Friday, 8 October 2010

Despite the ongoing risk of intervention in the USD/JPY currency pair, the pairing slumped to fresh lows on Thursday - printing 82.17 at one point before bouncing back to 82.70 later in the session. This latest move left traders star struck, waiting for any sign of Japanese central bank intervention which must be close - given the logic behind the intervention just a few weeks ago.

US Dollar Slumps to Near Lows Against Yen

The USD was the major currency to blame in the pair, with the lows being attributed to the weakening US economy. Non-farm payrolls are due out on Friday, and the printed number is expected to be a positive 20,000 jobs added in September.

However, given the volatility of the jobs numbers over the last few months - investors are reading themselves for a potentially worse number than the average expectation. Still though, if the number is worse, it will have another poor effect on the USD against most other currency pairs.

Already though, many investors are asking why it is that the Japanese Foreign Ministry has not already pulled the pin on currency intervention and tried to push the USD/JPY pairing higher from the current lows. As many will remember, the 82.00 to 83.00 is the risk area for intervention, as this is where the bank bought the currency pairing just 4 short weeks ago when the quote fell to those levels.

The answer as to why the intervention has not already taken place is that the G7 meeting of economic superpowers is taking place this weekend. Given all of the currency over and under valuations which are currently present in the market, the G7 focus is predicted to be on righting some of those wrongs.

Nevertheless - the Japanese Foreign Ministry is not going to turn a blind eye to currency action, and investors realize this and have literally planned it in to all of their trades.

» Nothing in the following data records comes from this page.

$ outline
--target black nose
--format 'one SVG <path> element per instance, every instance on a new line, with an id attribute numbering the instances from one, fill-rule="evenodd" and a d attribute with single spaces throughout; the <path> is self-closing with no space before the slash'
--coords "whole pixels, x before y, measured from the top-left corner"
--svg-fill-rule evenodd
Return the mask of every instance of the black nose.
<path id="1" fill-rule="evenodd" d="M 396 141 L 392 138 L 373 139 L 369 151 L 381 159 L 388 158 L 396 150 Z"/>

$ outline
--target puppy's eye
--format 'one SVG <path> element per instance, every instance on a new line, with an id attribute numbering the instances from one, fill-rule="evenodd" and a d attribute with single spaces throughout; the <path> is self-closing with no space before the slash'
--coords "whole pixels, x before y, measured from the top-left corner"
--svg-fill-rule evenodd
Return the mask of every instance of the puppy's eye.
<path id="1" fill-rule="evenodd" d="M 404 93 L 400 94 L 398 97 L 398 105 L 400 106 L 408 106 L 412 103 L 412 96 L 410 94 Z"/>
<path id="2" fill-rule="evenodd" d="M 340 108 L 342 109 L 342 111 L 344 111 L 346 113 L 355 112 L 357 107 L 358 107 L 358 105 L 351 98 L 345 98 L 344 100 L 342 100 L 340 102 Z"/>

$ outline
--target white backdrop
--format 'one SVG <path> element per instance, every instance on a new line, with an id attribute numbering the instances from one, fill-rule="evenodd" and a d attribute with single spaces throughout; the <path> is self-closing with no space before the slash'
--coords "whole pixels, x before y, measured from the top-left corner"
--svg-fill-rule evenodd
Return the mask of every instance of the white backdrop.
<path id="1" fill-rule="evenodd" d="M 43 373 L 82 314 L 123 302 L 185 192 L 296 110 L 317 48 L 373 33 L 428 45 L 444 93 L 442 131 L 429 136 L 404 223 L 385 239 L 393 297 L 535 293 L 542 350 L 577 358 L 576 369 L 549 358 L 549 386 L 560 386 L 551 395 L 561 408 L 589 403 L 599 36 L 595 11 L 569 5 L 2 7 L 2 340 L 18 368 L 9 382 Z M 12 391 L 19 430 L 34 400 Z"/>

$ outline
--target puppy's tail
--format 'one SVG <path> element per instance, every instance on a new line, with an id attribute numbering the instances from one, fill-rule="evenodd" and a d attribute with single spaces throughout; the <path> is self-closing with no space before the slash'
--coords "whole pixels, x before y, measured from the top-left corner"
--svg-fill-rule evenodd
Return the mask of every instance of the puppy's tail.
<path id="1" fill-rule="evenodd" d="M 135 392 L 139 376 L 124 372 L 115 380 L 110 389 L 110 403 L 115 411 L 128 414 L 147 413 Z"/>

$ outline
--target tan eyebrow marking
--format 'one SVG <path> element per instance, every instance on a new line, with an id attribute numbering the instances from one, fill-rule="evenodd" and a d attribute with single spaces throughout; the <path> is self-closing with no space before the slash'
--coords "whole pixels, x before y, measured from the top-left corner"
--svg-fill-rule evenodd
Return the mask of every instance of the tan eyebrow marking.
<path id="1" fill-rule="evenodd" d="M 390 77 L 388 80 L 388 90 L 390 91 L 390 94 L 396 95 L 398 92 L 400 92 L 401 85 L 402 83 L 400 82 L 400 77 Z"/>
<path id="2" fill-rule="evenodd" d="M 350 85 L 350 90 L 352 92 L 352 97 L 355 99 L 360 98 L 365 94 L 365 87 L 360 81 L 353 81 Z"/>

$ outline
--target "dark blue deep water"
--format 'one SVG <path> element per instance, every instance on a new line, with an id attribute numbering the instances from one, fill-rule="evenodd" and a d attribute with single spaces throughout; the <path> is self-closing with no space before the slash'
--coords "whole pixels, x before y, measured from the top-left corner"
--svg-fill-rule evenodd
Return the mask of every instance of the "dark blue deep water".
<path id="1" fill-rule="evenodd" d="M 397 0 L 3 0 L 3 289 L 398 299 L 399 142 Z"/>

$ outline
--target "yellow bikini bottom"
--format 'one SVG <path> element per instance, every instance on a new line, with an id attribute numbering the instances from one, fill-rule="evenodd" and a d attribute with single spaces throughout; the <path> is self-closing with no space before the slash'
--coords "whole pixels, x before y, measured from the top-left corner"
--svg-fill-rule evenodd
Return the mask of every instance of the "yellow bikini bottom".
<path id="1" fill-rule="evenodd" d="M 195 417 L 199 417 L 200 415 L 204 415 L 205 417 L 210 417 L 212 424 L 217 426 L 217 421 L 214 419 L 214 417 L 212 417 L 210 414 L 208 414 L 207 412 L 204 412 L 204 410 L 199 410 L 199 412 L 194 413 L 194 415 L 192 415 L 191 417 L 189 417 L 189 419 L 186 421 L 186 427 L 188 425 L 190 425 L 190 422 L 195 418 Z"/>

Many traders we spoke to this morning admitted that whilst they are currently holding short positions to take advantage of the weaker USD, all of their trades are progressing with extremely tight stops - which clearly illustrates the threat of intervention. Once the Japanese central bank does intervene - the currency is more likely to spike higher than gradually trickle upwards. Hence - investors are already preparing themselves for something which is ultimately being looked at as the inevitable.